The layoffs will mark the end of what analysts say was the use of the Reserve Bank of Zimbabwe (RBZ) to prop up President Robert Mugabe’s party after years of misrule exhausted the country’s finances and led to economic collapse in 2008.
“There are about 2,600 employees at the bank but the board will reduce the staff to around 400,” Biti was quoted as saying in the state-run Sunday Mail newspaper.
He said the slashing of staff was the result of new legislation to restrict the bank’s operations to managing monetary policy, monitoring the banking industry and to act as lender of last resort.
The changes at the bank are among the few major agreements to have been carried out under Zimbabwe’s 18-month-old coalition government between Mugabe and former opposition leader Morgan Tsvangirai, now prime minister.

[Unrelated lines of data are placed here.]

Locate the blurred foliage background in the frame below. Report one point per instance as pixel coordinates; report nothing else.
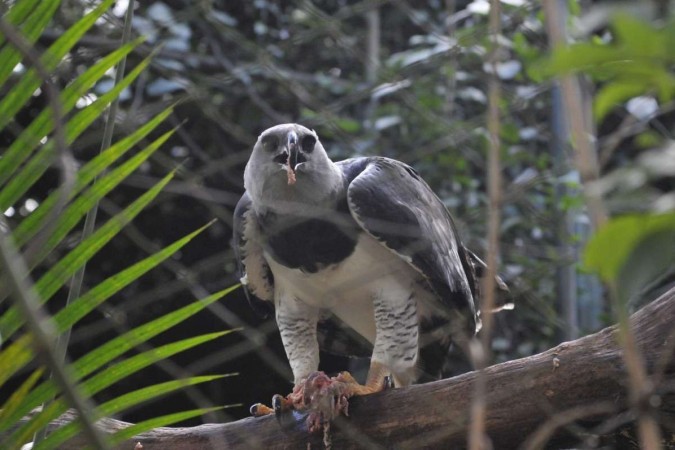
(400, 78)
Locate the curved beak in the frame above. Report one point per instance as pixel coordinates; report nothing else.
(292, 146)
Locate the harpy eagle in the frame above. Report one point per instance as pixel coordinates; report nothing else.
(355, 254)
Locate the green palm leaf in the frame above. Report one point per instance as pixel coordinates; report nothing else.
(34, 222)
(124, 402)
(111, 350)
(51, 281)
(42, 160)
(30, 81)
(106, 378)
(31, 28)
(43, 124)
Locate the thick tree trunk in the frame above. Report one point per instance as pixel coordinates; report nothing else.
(574, 391)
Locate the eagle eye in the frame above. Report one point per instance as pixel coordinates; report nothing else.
(270, 142)
(308, 143)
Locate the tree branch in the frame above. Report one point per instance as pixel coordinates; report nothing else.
(575, 391)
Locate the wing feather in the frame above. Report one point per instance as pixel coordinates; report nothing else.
(392, 203)
(255, 273)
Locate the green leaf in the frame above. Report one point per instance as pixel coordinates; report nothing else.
(32, 27)
(80, 307)
(110, 350)
(41, 161)
(160, 421)
(35, 221)
(609, 248)
(59, 273)
(103, 355)
(79, 208)
(21, 148)
(106, 378)
(30, 81)
(122, 403)
(14, 357)
(13, 402)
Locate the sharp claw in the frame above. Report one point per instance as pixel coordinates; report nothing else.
(277, 404)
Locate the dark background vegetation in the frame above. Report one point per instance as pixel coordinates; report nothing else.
(417, 93)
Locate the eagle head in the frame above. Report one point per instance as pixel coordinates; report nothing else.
(289, 163)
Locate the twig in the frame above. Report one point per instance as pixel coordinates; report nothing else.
(44, 334)
(477, 438)
(586, 162)
(14, 266)
(65, 161)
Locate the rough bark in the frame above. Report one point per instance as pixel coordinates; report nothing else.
(574, 391)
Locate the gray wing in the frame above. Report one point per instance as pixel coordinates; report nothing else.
(254, 272)
(392, 203)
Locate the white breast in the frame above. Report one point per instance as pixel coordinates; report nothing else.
(348, 288)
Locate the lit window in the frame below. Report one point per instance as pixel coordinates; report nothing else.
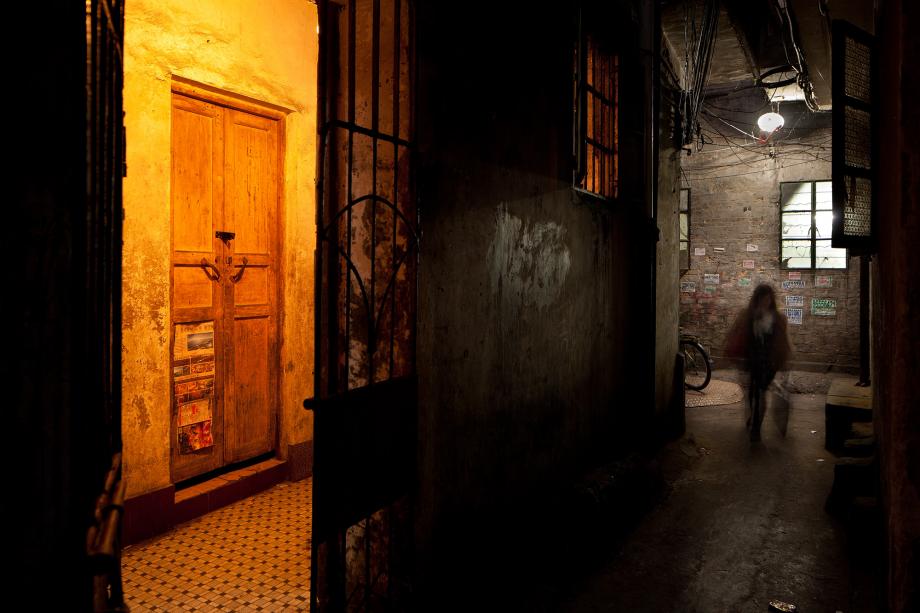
(806, 217)
(684, 214)
(596, 131)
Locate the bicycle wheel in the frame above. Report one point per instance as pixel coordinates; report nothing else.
(697, 369)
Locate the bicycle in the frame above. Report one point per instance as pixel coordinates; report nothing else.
(697, 364)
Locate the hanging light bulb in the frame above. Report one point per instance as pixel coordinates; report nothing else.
(770, 122)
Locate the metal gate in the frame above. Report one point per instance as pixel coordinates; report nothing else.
(365, 403)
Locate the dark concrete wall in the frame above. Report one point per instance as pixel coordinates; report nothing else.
(735, 193)
(531, 357)
(896, 301)
(56, 437)
(667, 273)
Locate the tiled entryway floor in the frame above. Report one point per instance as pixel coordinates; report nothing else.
(253, 555)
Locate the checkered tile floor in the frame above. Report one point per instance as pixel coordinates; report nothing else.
(253, 555)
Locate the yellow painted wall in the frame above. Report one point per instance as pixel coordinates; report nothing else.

Tsvangirai’s Movement for Democratic Change (MDC) accuses Mugabe’s Zanu-PF party of stalling on other promised democratic reforms.
Biti confirmed that the RBZ, under governor Gideon Gono, owed $1.1 billion, for which it has been forced by creditors to sell assets. The debt rendered much its new mandate “academic for the moment”, he said.
Under Gono, the bank confiscated hundreds of millions of US dollars from the accounts of major companies and non-governmental organisations. The money used to pay for handouts to Zanu-PF party members, and to buy vehicles, tractors, fuel and other goods which were distributed to party faithful before elections.
To maintain the spending, Gono had money printed as fast as the bank presses could produce, resulting finally in inflation of 500 billion percent and the abolition of the national currency last year.